Until the 1940s, one in every twenty children died before completing their first year of life. There was no effective treatment for tuberculosis and pneumonia, and a slight wound might lead to a gangrenous injury, and subsequently amputation. Antibiotics prevent the bacteria from dividing, slowing or eliminating them, which helps our immune cells get rid of the infection.
They eliminate deadly diseases, allow us to open the body during surgeries, and prevent cancer patients from infection. They enable us to raise animals and fish on an industrial scale, and their presence in cleaning products stops the spread of disease. But bacteria are fighting back. In 2016, 700,000 people died as a result of antibiotic-resistant infection, and by 2050, ten million people a year could be at risk. Like us, each individual bacterium differs slightly from others, so when a colony of bacteria encounters antibiotics, it complies with Darwin’s “survival of the fittest” saying. Some members of the colony do better than others, so they live longer and pass on their genes. This makes the next generation a little better in terms of resisting the effects of drugs.
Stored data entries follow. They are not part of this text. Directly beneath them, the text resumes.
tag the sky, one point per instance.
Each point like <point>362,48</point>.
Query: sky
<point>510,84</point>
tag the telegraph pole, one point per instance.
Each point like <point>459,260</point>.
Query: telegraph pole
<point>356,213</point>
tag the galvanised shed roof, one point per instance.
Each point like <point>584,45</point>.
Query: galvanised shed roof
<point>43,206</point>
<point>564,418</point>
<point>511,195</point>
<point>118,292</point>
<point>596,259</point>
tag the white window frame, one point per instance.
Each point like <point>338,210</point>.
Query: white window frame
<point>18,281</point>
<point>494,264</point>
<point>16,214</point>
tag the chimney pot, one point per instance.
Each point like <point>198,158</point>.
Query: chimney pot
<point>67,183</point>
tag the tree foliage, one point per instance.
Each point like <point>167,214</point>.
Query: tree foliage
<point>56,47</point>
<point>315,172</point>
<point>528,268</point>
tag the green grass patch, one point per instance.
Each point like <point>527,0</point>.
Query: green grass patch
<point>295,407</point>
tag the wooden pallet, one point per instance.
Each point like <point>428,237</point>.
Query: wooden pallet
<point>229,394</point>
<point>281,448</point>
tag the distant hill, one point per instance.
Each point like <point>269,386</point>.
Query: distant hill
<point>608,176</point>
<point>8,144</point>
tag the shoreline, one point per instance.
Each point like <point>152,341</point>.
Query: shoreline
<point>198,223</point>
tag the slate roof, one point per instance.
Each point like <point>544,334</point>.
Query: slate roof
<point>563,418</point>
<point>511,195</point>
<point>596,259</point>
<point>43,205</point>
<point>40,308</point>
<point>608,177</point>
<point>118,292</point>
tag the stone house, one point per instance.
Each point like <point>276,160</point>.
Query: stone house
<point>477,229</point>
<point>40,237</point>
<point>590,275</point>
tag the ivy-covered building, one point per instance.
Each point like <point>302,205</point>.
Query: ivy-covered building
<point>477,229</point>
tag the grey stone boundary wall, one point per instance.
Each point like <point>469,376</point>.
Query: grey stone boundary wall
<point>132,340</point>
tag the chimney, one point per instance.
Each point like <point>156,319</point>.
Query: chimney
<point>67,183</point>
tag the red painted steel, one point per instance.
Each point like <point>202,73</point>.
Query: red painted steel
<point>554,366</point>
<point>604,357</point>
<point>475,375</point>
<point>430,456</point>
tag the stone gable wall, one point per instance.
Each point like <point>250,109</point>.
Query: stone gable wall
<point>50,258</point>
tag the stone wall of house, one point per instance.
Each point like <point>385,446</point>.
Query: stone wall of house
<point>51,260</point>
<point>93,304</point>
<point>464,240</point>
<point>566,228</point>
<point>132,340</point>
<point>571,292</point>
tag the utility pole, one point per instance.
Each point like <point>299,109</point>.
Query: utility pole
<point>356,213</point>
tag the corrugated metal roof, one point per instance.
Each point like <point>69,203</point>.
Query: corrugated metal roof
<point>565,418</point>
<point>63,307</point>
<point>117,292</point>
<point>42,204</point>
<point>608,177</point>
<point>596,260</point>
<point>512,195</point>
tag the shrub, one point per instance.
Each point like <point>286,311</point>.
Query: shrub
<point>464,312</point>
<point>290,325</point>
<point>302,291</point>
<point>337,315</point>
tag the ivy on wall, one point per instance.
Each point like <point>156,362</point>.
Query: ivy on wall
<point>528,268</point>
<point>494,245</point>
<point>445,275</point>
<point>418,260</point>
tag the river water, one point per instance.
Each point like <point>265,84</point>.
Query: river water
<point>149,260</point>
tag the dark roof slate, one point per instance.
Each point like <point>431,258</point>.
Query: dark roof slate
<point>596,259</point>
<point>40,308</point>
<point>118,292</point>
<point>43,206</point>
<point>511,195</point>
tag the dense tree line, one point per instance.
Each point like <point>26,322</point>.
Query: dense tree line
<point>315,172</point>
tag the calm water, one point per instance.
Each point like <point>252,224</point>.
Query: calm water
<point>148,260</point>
The next generation also accumulates random mutations, which makes each one slightly different. Some of them become better in antibiotic resistance and the cycle recurs. These small improvements begin to accumulate, and we end up with bacteria that we cannot kill. We are in an arms race with those microorganisms whose molecules develop and disrupt antibiotics, disrupt them, or even flush them out of their cells. Moreover, thanks to diffraction in bacterial biology, when one species develops a method for drug resistance, it can donate its genetic code to another species and then transmit resistance. If our medications stop working, the treatable infection may become fatal again, the risk of infection may increase after surgery, and industrial implants may become impossible. We are in a race against time to find new ways to overcome it, a race that we cannot afford to lose.